Michal OkoniewskiMichal Okoniewski is a Systems Expert in Genomics and Transcriptomics at the Functional Genomics Centre Zurich, the core facility operated jointly by University of Zurich and ETH Zurich. Michal is originally a computer scientist who switched his research interests to data analysis and knowledge discovery in transcriptome data.

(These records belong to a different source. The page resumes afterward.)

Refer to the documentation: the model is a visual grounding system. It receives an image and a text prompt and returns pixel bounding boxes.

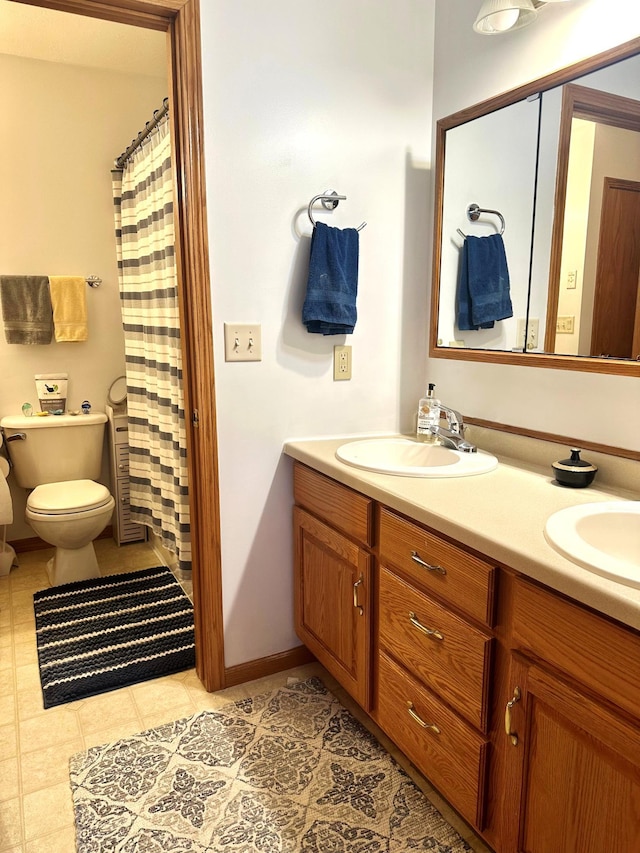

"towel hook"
[307,190,367,231]
[456,204,505,238]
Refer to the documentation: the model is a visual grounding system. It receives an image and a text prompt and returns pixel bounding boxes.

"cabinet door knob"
[407,700,440,735]
[504,687,522,746]
[411,551,447,575]
[409,610,444,640]
[353,575,364,616]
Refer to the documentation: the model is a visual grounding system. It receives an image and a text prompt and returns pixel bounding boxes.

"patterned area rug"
[70,678,471,853]
[33,566,195,708]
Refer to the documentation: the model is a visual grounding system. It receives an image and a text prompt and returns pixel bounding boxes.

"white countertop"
[284,436,640,630]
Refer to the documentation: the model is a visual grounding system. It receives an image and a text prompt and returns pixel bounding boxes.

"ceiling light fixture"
[473,0,570,36]
[473,0,538,35]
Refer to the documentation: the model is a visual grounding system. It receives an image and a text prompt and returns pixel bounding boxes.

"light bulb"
[487,9,520,33]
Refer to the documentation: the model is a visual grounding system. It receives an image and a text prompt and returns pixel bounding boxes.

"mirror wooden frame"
[429,38,640,376]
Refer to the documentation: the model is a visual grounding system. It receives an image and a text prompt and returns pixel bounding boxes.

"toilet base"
[47,542,100,586]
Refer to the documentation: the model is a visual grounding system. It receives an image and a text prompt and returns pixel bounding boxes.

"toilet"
[0,412,115,586]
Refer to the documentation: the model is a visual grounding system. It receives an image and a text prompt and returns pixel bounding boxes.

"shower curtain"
[112,110,191,571]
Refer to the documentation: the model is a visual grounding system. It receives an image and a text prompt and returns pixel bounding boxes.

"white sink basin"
[336,438,498,477]
[544,501,640,587]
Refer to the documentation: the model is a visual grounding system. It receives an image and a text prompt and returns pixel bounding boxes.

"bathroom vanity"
[285,439,640,853]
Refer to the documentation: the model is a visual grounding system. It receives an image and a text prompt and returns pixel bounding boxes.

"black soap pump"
[551,447,598,489]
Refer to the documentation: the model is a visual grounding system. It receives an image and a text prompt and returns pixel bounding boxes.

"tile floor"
[0,539,490,853]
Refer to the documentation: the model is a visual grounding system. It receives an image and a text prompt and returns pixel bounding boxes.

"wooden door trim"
[13,0,225,691]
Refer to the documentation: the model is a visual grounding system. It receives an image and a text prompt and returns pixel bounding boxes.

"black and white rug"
[70,678,471,853]
[33,566,195,708]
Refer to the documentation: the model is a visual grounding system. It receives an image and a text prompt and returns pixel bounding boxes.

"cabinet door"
[503,656,640,853]
[294,507,372,711]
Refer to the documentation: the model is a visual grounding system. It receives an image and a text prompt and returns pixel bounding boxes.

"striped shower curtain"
[112,110,191,571]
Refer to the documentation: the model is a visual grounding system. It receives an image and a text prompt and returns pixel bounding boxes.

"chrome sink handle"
[440,404,464,435]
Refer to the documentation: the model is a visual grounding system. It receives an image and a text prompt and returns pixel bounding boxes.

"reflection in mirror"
[438,100,539,352]
[430,39,640,376]
[545,85,640,359]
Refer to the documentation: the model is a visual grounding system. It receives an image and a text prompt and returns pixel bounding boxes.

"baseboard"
[224,646,315,687]
[9,524,113,554]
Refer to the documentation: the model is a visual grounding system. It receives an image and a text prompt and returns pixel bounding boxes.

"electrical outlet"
[556,314,576,335]
[224,323,262,361]
[333,346,351,382]
[516,318,540,350]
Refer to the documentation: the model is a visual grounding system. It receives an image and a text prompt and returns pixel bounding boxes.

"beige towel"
[0,275,53,344]
[49,275,89,343]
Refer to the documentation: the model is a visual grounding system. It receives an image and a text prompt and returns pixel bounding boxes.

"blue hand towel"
[302,222,359,335]
[457,234,513,331]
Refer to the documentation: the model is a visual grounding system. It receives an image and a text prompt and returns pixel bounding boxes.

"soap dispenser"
[416,382,440,442]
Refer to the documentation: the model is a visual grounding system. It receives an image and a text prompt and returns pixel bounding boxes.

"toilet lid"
[27,480,111,515]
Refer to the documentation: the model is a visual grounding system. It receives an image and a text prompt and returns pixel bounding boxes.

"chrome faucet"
[429,405,478,453]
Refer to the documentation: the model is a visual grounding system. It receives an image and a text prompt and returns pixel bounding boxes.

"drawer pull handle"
[407,700,440,735]
[504,687,522,746]
[353,575,364,616]
[411,551,447,575]
[409,610,444,640]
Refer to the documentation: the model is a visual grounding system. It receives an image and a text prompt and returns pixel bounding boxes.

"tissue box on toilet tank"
[34,373,69,412]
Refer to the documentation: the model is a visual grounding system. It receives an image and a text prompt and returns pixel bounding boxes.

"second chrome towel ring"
[456,204,505,237]
[307,190,367,231]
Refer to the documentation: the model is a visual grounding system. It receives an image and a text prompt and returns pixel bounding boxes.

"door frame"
[12,0,225,691]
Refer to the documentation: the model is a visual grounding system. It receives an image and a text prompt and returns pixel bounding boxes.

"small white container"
[34,373,69,412]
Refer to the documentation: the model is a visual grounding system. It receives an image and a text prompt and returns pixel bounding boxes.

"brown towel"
[0,275,53,344]
[49,275,89,342]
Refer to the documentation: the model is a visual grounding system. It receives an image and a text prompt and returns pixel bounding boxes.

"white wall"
[201,0,433,666]
[0,53,167,540]
[424,0,640,450]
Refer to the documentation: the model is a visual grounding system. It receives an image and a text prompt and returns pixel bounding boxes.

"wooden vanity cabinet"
[372,507,496,829]
[293,463,373,711]
[294,463,640,853]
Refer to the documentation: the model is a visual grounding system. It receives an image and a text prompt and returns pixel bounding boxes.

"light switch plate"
[224,323,262,361]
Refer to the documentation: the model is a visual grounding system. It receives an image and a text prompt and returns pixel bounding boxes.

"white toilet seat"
[27,480,113,515]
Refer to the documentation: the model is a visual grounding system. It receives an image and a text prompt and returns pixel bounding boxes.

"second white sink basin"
[336,438,498,477]
[544,501,640,587]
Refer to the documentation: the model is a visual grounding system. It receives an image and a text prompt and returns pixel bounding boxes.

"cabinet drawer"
[513,578,640,718]
[377,653,487,829]
[379,567,492,731]
[380,508,495,625]
[293,462,373,545]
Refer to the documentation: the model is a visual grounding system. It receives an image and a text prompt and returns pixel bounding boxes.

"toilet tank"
[0,412,107,489]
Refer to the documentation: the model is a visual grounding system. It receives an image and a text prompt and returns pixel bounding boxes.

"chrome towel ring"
[307,190,367,231]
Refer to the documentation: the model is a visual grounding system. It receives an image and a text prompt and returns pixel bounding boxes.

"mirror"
[430,39,640,376]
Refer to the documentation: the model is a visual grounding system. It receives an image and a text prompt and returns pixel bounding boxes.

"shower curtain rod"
[115,98,169,172]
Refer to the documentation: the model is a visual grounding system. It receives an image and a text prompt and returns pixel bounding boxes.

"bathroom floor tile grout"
[0,540,489,853]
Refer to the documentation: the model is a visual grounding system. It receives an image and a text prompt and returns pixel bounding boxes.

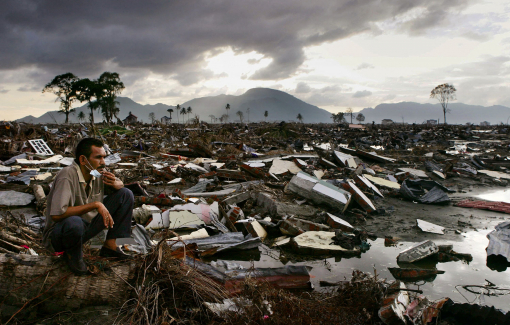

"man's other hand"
[102,171,124,190]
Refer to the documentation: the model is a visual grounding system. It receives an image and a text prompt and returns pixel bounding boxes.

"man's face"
[80,146,106,172]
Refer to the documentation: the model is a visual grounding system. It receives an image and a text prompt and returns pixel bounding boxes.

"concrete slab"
[291,231,360,255]
[364,175,400,190]
[397,240,439,263]
[416,219,444,235]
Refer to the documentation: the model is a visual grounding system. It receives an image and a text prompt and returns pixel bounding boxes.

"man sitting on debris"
[43,138,134,275]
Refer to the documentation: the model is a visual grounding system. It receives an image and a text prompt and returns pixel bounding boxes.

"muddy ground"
[359,177,510,242]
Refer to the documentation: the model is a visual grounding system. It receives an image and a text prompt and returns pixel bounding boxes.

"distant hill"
[360,102,510,124]
[16,88,332,124]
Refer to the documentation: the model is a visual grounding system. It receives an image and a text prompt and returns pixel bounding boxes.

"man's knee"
[119,187,135,202]
[61,216,85,237]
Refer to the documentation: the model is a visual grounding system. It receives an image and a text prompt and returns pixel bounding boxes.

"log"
[0,231,32,247]
[32,184,46,203]
[0,253,136,312]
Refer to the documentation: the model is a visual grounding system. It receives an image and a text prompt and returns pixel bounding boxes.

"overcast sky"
[0,0,510,120]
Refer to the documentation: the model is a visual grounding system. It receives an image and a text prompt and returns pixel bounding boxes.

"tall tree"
[186,107,193,122]
[42,72,80,124]
[175,104,181,124]
[180,106,186,124]
[236,111,244,123]
[166,108,174,124]
[225,104,230,120]
[78,111,85,122]
[331,112,345,123]
[356,113,365,124]
[73,78,104,132]
[430,83,457,125]
[345,107,356,124]
[97,71,126,123]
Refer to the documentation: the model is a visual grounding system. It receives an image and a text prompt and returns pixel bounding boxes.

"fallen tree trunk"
[0,253,135,316]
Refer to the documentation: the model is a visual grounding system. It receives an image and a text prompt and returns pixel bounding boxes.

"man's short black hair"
[74,138,104,165]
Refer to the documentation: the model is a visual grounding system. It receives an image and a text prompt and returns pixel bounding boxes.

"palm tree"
[78,111,85,122]
[186,107,193,122]
[225,104,230,120]
[166,108,174,124]
[181,107,186,124]
[175,104,181,124]
[236,111,244,123]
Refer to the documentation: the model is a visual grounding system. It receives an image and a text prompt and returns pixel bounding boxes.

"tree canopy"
[430,83,457,124]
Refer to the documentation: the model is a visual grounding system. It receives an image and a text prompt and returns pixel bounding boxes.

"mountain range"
[16,88,332,123]
[16,88,510,124]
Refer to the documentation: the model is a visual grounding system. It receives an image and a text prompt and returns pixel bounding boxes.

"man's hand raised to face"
[101,171,124,190]
[96,202,114,228]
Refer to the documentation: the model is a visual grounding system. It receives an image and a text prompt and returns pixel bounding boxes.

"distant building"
[122,112,138,124]
[161,116,172,124]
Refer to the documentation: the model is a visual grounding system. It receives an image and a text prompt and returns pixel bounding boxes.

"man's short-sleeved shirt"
[43,161,104,249]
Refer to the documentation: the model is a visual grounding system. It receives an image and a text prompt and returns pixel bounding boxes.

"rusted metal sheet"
[282,217,329,231]
[342,182,376,213]
[377,281,409,325]
[135,196,178,206]
[225,265,311,293]
[326,213,354,232]
[356,150,397,163]
[397,240,439,263]
[239,164,269,178]
[388,267,444,280]
[354,175,384,197]
[455,200,510,214]
[333,151,358,168]
[319,158,338,168]
[216,169,254,181]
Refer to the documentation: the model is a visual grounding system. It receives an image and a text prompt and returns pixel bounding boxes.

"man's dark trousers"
[51,188,134,260]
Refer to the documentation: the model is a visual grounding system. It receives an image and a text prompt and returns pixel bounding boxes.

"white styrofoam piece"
[416,219,444,235]
[313,183,349,204]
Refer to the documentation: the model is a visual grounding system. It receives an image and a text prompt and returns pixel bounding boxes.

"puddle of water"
[476,190,510,203]
[206,230,510,310]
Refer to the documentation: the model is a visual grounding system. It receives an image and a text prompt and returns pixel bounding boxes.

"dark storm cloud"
[0,0,469,85]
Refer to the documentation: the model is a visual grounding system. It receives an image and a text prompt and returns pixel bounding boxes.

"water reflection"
[216,230,510,310]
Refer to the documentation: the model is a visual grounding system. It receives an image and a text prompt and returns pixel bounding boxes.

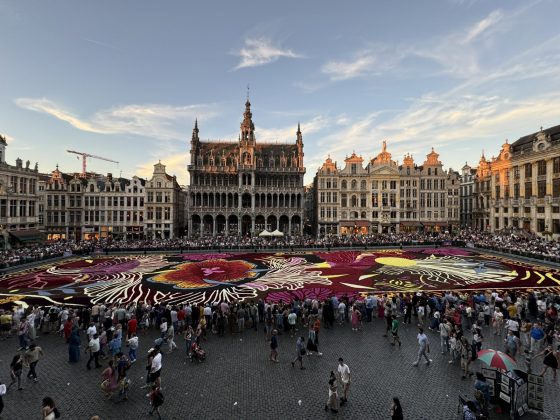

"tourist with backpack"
[148,385,164,419]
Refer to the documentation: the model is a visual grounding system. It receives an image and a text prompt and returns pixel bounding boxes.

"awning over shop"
[10,229,43,242]
[340,220,370,227]
[400,221,422,226]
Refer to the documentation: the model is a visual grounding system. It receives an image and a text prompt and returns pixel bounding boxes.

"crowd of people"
[0,290,560,419]
[0,229,560,268]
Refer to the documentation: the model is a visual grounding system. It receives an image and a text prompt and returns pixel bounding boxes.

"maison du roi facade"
[188,100,305,236]
[314,141,460,236]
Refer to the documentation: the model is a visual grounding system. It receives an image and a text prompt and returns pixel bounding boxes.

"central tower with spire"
[239,99,255,166]
[188,93,305,236]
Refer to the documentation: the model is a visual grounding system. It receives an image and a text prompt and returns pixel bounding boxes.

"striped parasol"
[477,349,517,371]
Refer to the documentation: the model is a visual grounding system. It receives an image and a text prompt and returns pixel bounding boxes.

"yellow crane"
[67,150,119,178]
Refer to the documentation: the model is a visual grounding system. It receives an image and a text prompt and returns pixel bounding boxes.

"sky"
[0,0,560,185]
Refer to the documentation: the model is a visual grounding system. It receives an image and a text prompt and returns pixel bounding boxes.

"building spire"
[241,94,255,141]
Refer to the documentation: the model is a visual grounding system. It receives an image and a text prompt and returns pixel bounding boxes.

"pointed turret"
[191,118,199,143]
[191,118,200,165]
[241,98,255,142]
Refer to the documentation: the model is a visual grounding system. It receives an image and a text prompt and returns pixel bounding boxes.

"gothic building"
[0,136,43,249]
[314,141,460,236]
[188,100,305,236]
[479,125,560,239]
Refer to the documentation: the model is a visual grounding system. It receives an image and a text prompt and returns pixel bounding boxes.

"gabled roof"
[511,125,560,151]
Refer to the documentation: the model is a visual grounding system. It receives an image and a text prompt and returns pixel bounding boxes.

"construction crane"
[67,150,119,178]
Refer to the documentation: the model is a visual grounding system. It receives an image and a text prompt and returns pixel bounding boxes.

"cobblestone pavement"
[0,320,560,420]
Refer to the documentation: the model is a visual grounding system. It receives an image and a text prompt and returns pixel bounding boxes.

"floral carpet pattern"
[0,248,560,305]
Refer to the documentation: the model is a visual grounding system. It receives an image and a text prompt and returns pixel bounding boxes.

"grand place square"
[0,0,560,420]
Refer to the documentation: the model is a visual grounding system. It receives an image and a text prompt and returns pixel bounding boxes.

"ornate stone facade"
[188,100,305,236]
[314,141,460,236]
[42,167,146,241]
[145,162,186,239]
[487,126,560,238]
[459,163,476,229]
[0,136,42,249]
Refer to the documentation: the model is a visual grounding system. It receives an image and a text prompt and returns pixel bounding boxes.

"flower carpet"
[0,248,560,305]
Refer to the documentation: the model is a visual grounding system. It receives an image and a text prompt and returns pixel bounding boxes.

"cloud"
[321,52,378,80]
[320,4,533,81]
[15,98,217,140]
[256,115,331,143]
[464,10,504,44]
[234,38,303,70]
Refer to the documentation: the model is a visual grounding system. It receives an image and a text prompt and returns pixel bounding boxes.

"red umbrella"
[477,349,517,371]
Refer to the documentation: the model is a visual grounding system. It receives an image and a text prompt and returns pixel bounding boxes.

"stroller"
[191,341,206,363]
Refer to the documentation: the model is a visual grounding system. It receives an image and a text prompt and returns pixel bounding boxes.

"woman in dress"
[325,370,338,413]
[6,354,23,391]
[391,397,403,420]
[535,346,560,382]
[269,330,278,363]
[41,397,56,420]
[68,327,82,363]
[101,360,117,399]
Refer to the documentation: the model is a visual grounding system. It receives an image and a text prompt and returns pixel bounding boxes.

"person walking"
[24,343,44,382]
[268,330,278,363]
[41,397,60,420]
[534,346,560,382]
[504,330,521,360]
[457,336,473,379]
[150,347,162,387]
[86,334,101,370]
[148,385,163,420]
[351,305,362,331]
[7,354,23,391]
[183,325,194,359]
[439,319,451,354]
[292,337,307,370]
[390,397,404,420]
[307,321,323,356]
[530,321,545,353]
[412,327,432,366]
[68,326,82,363]
[165,323,177,354]
[366,293,373,322]
[101,359,117,399]
[127,332,139,363]
[337,357,350,406]
[325,370,338,413]
[391,315,402,348]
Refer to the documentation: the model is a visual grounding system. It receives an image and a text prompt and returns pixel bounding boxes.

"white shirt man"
[86,322,97,340]
[338,357,350,405]
[338,302,346,324]
[88,337,101,353]
[150,351,161,373]
[506,319,519,334]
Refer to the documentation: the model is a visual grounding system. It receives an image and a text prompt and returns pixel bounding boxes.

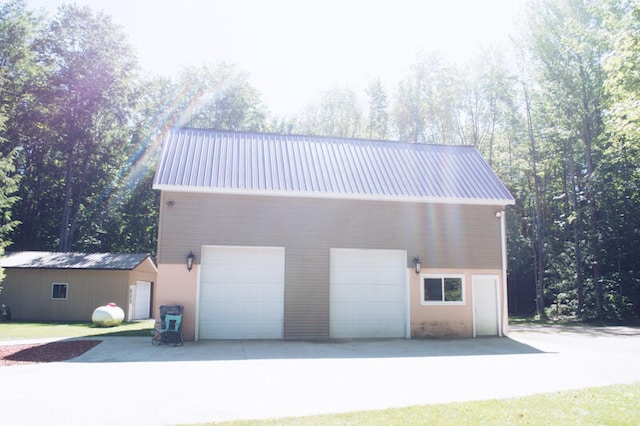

He has research experience spanning nearly 10 years, including positions at the University of Antwerp in Belgium and Cancer Research UK Paterson Institute in Manchester. Currently, he combines the work on customized analysis of over 20 next-generation sequencing projects a year with his own research on the analysis of RNA sequencing data. His input to Bioconductor includes the packages exonmap/xmapcore and rnaSeqMap. 


Mark Robinson

Mark RobinsonMark Robinson joined the University of Zurich in 2011 as a new Assistant Professor at Institute of Molecular Life Sciences and is co-author of the widely-used edgeR package.  He studied Applied Mathematics (BSc, Uni. Guelph) and Statistics (MSc, Uni. British Columbia) and did a PhD in statistical bioinformatics with Gordon Smyth and Terry Speed at the University of Melbourne; he has predoctoral experience at the Banting and Best Department of Medical Research (Uni. Toronto) and postdoctoral experience in the Sue Clark's Cancer Epigenomics group at the Garvan Institute in Sydney. The Robinson group at UZH develops statistical methods for interpreting high-throughput sequencing and other genomics technologies in the context of genome sequencing, gene expression and regulation and analysis of epigenomes.